Distinguished by dark lesions on the skin, Kaposi’s sarcoma most commonly develops in people who are infected with KSHV and also have compromised immune systems. Although many people infected with KSHV never show any symptoms, Kaposi’s sarcoma is a persistent problem in areas where HIV infection is high and access to HIV therapy is limited. More than 90 percent of the population in some areas of Africa shows signs of KSHV infection, according to the American Cancer Society.
Gao and colleagues from the University of Texas at San Antonio (UTSA) and the University of Texas Health Science Center at San Antonio studied KSHV using a rat stem cell model they developed in 2012. Until then, researchers had been unable to study the virus because most healthy cells, once infected with KSHV, died before turning into cancer cells.
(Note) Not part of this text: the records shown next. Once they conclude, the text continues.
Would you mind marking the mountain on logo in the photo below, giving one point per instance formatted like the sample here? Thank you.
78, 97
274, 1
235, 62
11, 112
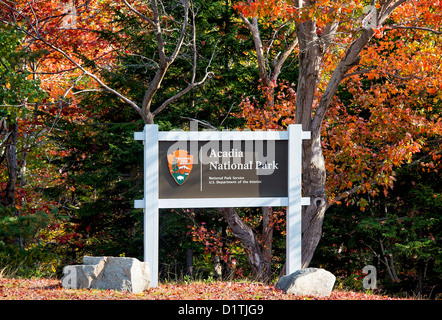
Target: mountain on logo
180, 164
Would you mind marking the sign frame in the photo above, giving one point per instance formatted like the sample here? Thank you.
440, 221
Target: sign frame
151, 202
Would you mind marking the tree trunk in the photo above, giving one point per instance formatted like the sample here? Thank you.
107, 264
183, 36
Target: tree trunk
260, 267
11, 162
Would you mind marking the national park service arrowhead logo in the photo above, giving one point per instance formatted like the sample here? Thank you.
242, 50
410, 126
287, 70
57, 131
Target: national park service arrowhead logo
180, 164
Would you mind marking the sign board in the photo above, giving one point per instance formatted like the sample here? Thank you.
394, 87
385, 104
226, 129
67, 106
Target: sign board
215, 169
238, 171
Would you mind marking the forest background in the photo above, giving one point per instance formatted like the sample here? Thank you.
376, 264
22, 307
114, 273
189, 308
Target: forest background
71, 73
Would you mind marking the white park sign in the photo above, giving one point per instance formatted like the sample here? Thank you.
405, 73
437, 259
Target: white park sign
219, 169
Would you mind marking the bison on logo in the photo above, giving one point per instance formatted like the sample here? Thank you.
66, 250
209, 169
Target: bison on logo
180, 164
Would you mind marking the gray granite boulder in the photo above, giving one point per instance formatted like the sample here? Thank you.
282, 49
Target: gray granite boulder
108, 273
310, 281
In this study, which appeared in the Dec. 26 edition of the peer-reviewed journal PLOS Pathogens, the team identified a cluster of viral microRNA molecules that are necessary to transform healthy cells into cancerous ones. When this microRNA cluster was suppressed, the cells died after they were infected with KSHV. Flipping the switch and turning the cluster back “on,” however, allowed the cells to stay alive and become malignant when infected with the virus.
Using advanced genomic methods, the researchers also found that the microRNAs target the IκBα protein and the NF-κB cellular pathway, both of which are associated with cancer development.
“Our results suggest that this cluster of KSHV microRNAs and their regulated NF-κB pathway may be potential targets for new therapeutics of KSHV-related cancers,” said Gao, who is also a member of the USC Norris Comprehensive Cancer Center. “Several of the microRNAs appear to have redundant functions, so targeting their common pathways might be a more feasible approach. It would be interesting to test them in the KSHV-induced Kaposi’s sarcoma model.”
Yufei Huang, professor of electrical and computer engineering at UTSA, is the study’s co-corresponding author. Other USC authors include researchers Ying Zhu, and Tiffany Jones. The work was supported by the National Institutes of Health (grant numbers CA096512, CA124332 and CA177377).